Ему хотелось дослушать историю до конца, и он прикладывал отчаянные усилия, чтобы удержаться на краю бодрствования.
– Известность Рехасу принесли его литературные опыты, а богатство он получил от меня. И я же расправился с деятелями, которые пытались науськивать на него народные массы Накувана. Первого утащил к себе и с немалым удовольствием пообедал, второго похитить не удалось, убил счастливчика в городе. Рехас не просил меня об этом, и ему это не понравилось – мол, негоже так с оппонентами, хоть они и мракобесы – но тут уж я не считался с его мнением. К чему я все это рассказываю?

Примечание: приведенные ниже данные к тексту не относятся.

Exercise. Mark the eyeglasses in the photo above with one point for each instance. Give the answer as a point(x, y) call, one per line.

Не к тому, чтобы Ник не выспался, а чтобы ты поняла: если тебе попался умный человек, интересней будет не слопать его, а поговорить с ним. Слопать-то можно кого угодно, у вас тут еды навалом.
– Ага, хорошо так рассуждать, пока мы люди, – протянула Люссойг, теребя оборки платья. – А когда в истинном облике – сам ведь знаешь!
– Научись контролировать себя, когда находишься в истинном облике. Уподобляться животному, которое способно думать только о кормежке, – это неправильно и не обязательно. Я знаю, о чем говорю. Запомни, власть над собой – первый шаг к могуществу.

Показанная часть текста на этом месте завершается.